To delete duplicate data in MySQL and keep only one, you can use the following method (just copy and modify the conditions and table names when you want to use it)
Method 1: Use left join + subquery to delete duplicate data (recommended)
Warm reminder: It takes about 15s-30s to execute this SQL under 500w data
Use left join (the recommended method to delete duplicate data and add a unique combination index.
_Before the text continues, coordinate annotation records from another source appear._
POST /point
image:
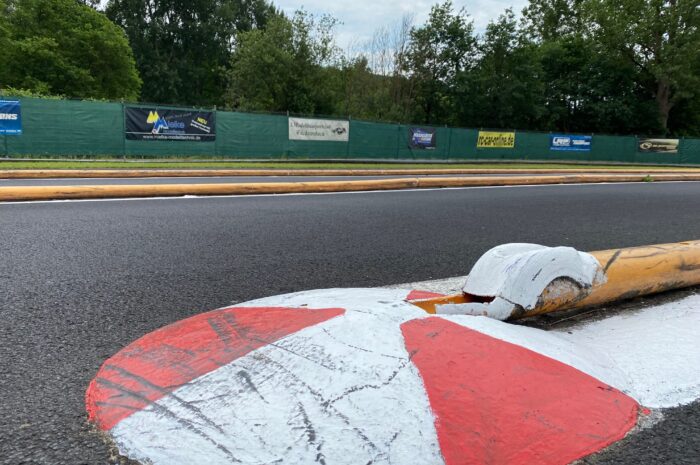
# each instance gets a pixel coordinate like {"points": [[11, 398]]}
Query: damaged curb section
{"points": [[176, 190], [522, 280], [191, 173]]}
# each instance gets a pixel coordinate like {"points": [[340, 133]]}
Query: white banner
{"points": [[318, 129]]}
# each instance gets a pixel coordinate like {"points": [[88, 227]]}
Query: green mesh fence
{"points": [[65, 128]]}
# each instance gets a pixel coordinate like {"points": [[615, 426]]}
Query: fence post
{"points": [[449, 142], [123, 131], [398, 140], [216, 139], [347, 146]]}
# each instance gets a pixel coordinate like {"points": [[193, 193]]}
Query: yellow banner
{"points": [[492, 140]]}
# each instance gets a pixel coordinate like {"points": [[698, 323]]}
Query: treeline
{"points": [[605, 66]]}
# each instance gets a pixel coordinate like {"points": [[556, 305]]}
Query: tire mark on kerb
{"points": [[168, 413], [330, 335], [311, 435], [322, 402], [388, 381], [243, 374], [186, 405]]}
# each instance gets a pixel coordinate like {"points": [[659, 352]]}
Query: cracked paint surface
{"points": [[359, 376]]}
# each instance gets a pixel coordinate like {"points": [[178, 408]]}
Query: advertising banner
{"points": [[10, 118], [319, 129], [144, 123], [645, 145], [570, 143], [422, 138], [496, 140]]}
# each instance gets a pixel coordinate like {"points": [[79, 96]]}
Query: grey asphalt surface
{"points": [[80, 280], [212, 180]]}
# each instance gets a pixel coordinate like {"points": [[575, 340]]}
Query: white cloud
{"points": [[361, 18]]}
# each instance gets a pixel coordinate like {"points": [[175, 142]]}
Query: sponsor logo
{"points": [[658, 145], [491, 139], [157, 121], [562, 141]]}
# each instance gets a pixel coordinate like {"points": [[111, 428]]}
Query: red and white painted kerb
{"points": [[358, 376]]}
It can be used, and it can also be used with large data volumes)
// Delete the historical data first before adding a unique combination indexDELETE u1 FROM uf_cs_record_batch_detail u1 LEFT JOIN ( SELECT MIN(id) AS min_id FROM uf_cs_record_batch_detail GROUP BY cs_contact_name, cs_safe_remark ) u2 ON = u2.min_id WHERE u2.min_id IS NULL;
Also add a unique combination index to SQL writing method (very practical):
// Add a unique index of the combinationALTER TABLE uf_cs_record_batch_detail ADD UNIQUE KEY idx_uni_contact_safe_stat (cs_contact_name, cs_safe_remark);
Method 2: Create a temporary table (it needs to be executed in multiple steps, the logic is clear, but the ID value will be changed)
This method assumes that you have a tableyour_table
, and you want to determine which data is duplicate based on certain columns.
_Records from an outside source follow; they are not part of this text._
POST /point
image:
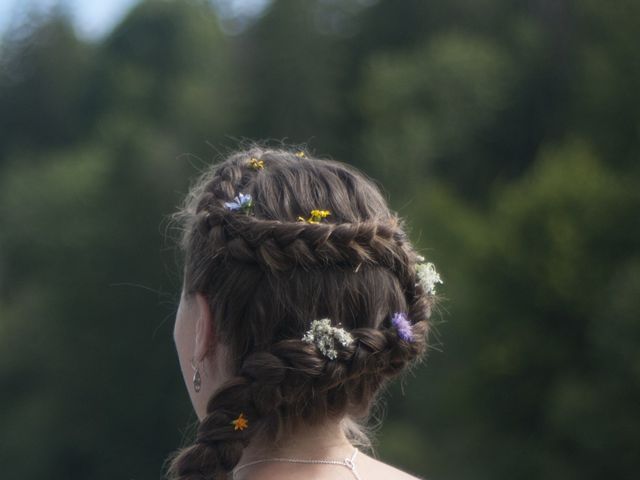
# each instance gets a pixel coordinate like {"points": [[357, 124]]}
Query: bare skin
{"points": [[328, 443]]}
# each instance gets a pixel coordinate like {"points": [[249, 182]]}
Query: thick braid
{"points": [[278, 245]]}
For example, if you want to delete thecolumn1
andcolumn2
Repeated records, only one record is retained, you can follow the following steps:
- use
CREATE TABLE
The statement creates a temporary table that is used to store unique records. - use
INSERT INTO ... SELECT
The statement inserts a unique record into a temporary table. - Delete all records in the original table.
- use
INSERT INTO ... SELECT
The statement inserts the records in the temporary table back to the original table. - Delete temporary tables.
Here is a complete SQL example:
-- Create a temporary table SQL refer to CREATETABLE temp_table AS SELECT*FROM your_table -- This will be temporarily present without duplicate data temp_table In the temporary table INSERTINTO temp_table SELECT*FROM your_table t1 WHERE = ( SELECTMIN() FROM your_table t2 WHERE t1.column1 = t2.column1 AND t1.column2 = t2.column2 ); -- Then delete the data in the source table DELETEFROM your_table whereWHERE Fields1=value; -- 再将In the temporary table不重复数据重新写回到源表中 INSERTINTO your_table SELECT*FROM temp_table; -- Finally delete the temporary table DROPTABLE temp_table;
In this way, you successfully deleted the duplicate records in the original table, leaving only one unique record.
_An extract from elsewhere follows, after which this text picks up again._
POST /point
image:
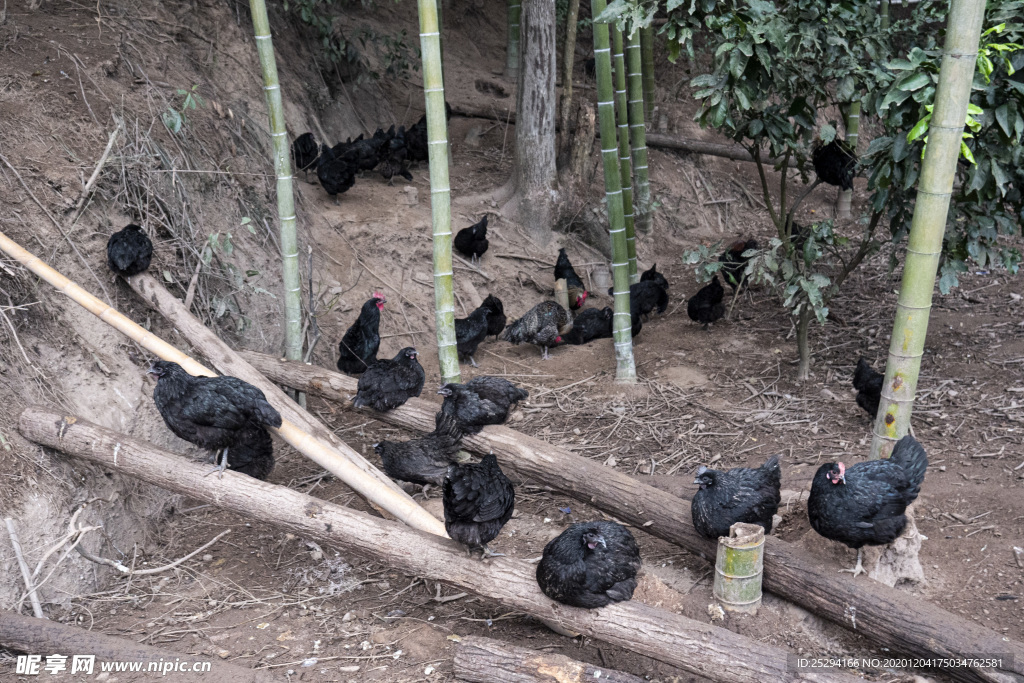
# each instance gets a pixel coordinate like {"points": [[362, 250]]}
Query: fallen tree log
{"points": [[700, 648], [888, 616], [486, 660], [36, 636]]}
Note: However, this method will change the original data ID, so this method is used according to the occasion.
Method 3: Use JOIN self-concatenated query (you need to pay attention to performance issues)
To avoid changing the original data ID, we can use a different approach by using a self-connection to mark duplicate data and delete unnecessary records. This method deletes duplicate records while retaining the original ID.
Suppose your table structure is as follows:
- Table name:
your_table
- List:
id
(primary key),column1
,column2
, and other columns.
You can use the following SQL to delete duplicate records, keeping only one (usually the one with the smallest ID):
-- Step 1: Mark duplicate records to be deleted DELETE t1 FROM your_table t1 INNER JOIN your_table t2 WHERE > AND t1.column1 = t2.column1 AND t1.column2 = t2.column2; -- Step 2: Confirm that the deletion is successful,View remaining data SELECT * FROM your_table;
explain:
- Mark duplicate records to be deleted: We use the self-connection INNER JOIN to find duplicate records, and use WHERE > to ensure that only records with larger ids are deleted, thus keeping records with smallest ids.
- Confirm that the deletion is successful: View the remaining data through the SELECT statement to ensure that the deletion operation is correct. The advantage of this method is that the ID of the original data will not be changed. Keep the record with the smallest ID in each set of duplicate records. Simple and efficient operation.
A brief summary
- use
left join
Delete duplicate data (recommended), suitable for large data volume, performance OK - Create temporary tables Suitable for scenarios where data tables need to be rebuilt, suitable for situations with medium data volume, but it is quite cumbersome
- Self-concatenated query can retain the minimum ID, suitable for deleting duplicate data without changing the ID.
This is the end of this article about the three ways to write SQL for deduplicate data in MySQL. For more related content related to deduplicate data in MySQL, please search for my previous articles or continue browsing the related articles below. I hope everyone will support me in the future!